15      Having reviewed all of the facts and circumstances set forth in the record, we conclude that the frisk was unreasonable because the officer could not have objectively thought that Mohr was dangerous.  The officer testified that the frisk was done for his safety and because Mohr refused to take his hands out of his pockets, but when this evidence is considered along with the fact that the frisk occurred approximately twenty-five minutes after the initial traffic stop, the most natural conclusion is that the frisk was a general precautionary measure, not based on the conduct or attributes of Mohr.

16      When the officer first stopped the vehicle, he ordered the driver out of the car and permitted the passengers to remain inside.  Ten minutes later, after the officer had finished giving the driver field sobriety tests and gotten his permission to search the vehicle, the officer reapproached the vehicle, ordering the driver’s-side rear passenger out and permitting the other passengers to remain.  Another ten minutes elapsed while the officer dealt with that passenger.  The officer then returned to the vehicle and requested that Mohr get out of it.  The frisk was begun after another five minutes passed.  Apparently, the officer was not concerned for his safety when he initially made the traffic stop because he did not order the passengers out of the vehicle.  Nor was he concerned about his safety when he left the vehicle and its passengers unattended while spending twenty minutes with the driver and the minor.  Although Mohr appeared nervous, was resistive and refused to remove his hands from his pockets, these circumstances did not give the officer a reasonable suspicion that Mohr was dangerous, especially when the officer had spent the previous twenty minutes at the scene without any suspicious incidents.  Additionally, it is clear that backup units were on the scene, which obviated the officer’s need to frisk Mohr before the vehicle search could proceed.  We cannot agree that a reasonably prudent person in the officer’s position would believe that his or her safety was in danger.[2]
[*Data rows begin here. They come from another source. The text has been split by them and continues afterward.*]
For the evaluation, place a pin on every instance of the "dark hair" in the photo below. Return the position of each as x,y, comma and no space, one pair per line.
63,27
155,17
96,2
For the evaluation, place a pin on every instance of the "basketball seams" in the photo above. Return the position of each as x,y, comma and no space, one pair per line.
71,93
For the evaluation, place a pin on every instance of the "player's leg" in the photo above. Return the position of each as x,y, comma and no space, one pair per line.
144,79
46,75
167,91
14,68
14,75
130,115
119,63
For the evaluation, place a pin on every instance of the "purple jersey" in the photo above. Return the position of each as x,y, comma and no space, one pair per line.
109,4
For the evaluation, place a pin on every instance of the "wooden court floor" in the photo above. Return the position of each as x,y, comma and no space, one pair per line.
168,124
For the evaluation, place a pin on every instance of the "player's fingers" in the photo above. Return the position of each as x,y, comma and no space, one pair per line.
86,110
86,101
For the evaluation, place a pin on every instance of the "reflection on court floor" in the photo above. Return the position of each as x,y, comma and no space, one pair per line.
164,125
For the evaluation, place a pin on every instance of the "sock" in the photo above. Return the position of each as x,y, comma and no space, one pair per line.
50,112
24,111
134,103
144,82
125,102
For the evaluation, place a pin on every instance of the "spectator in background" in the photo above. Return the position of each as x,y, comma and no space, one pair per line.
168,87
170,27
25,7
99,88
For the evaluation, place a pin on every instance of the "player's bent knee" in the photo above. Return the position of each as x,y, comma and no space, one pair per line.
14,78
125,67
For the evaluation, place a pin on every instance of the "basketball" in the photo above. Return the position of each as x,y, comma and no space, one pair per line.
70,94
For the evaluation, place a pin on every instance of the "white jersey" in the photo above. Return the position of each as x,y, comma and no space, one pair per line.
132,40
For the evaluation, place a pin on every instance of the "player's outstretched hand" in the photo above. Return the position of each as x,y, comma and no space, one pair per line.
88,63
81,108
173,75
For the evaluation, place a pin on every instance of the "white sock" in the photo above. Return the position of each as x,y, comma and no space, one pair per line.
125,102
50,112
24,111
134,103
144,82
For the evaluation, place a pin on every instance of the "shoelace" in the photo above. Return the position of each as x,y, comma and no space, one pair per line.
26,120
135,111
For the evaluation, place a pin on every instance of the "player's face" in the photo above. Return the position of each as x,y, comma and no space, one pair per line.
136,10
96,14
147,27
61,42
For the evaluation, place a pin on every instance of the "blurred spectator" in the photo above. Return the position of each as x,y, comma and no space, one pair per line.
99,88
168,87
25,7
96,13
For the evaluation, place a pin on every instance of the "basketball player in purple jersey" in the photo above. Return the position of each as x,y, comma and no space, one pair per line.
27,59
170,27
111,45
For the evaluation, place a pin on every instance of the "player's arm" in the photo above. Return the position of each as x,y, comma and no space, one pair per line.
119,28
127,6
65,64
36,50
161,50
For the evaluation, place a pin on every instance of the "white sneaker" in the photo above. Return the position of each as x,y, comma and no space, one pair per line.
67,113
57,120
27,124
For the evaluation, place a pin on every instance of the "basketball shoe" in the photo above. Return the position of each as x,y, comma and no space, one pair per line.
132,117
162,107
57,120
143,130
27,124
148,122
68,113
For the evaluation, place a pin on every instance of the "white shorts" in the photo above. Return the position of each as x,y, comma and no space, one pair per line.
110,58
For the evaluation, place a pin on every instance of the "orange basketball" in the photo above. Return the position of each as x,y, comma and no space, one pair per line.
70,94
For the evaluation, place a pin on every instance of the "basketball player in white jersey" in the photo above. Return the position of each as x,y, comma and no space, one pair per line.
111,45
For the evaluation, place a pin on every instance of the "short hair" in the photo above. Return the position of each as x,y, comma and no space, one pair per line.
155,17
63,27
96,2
17      We also consider noteworthy the fact that the stop and frisk of Mohr occurred during a vehicle search consented to by the driver after he had been given an oral warning for minor traffic violations.  Although the consensual search is not at issue here, we observe, as have other appellate courts, that an increasing number of appeals present situations in which police officers routinely ask permission to do drug and weapon searches of motor vehicles following stops for minor traffic infractions.  See, e.g., Whitehead v. State, 698 A.2d 1115, 1116-17 (Md. Ct. Spec. App. 1997); United States v. Lattimore, 87 F.3d 647, 649 (4th Cir. 1996) (testifying at a suppression hearing, police officer admits that he searches ninety-seven percent of the vehicles he stops).  It is reasonable for an officer to ask a vehicle’s passengers to step out of the car to facilitate the search.  See Maryland, 519 U.S. at 415.  However, a frisk is a more serious intrusion of a person’s liberty than being asked to step out of a vehicle during a traffic stop.  “Few citizens would find it acceptable to be frisked at a traffic stop for a minor traffic violation because the driver consented to a search of the car.”  United States v. Hale, 934 F. Supp. 427, 430 (N.D. Ga. 1996).

Conclusion

18      We conclude that the frisk of Mohr was unlawful because the officer lacked reasonable, articulable facts to prove that he believed him to be dangerous.  It follows that the drug evidence seized during the unlawful frisk must be suppressed.  See State v. Phillips, 218 Wis. 2d 180, 204-05, 577 N.W.2d 794 (1998).  Mohr’s suppression motion should have been granted.  That being the case, there is no evidence to support Mohr’s conviction for marijuana possession, and, accordingly, we reverse his conviction.

By the Court.—Judgment reversed.

 

 


 

 

 



[1]  All references to the Wisconsin Statutes are to the 1997-98 version unless otherwise noted.

[2]  The State makes numerous arguments contending that the stop was lawful.  We do not address these arguments because we resolve this appeal on the frisk issue.  See Sweet v. Berge, 113 Wis. 2d 61, 67, 334 N.W.2d 559 (Ct. App. 1983) (if resolution of one issue is dispositive, this court need address other issues raised).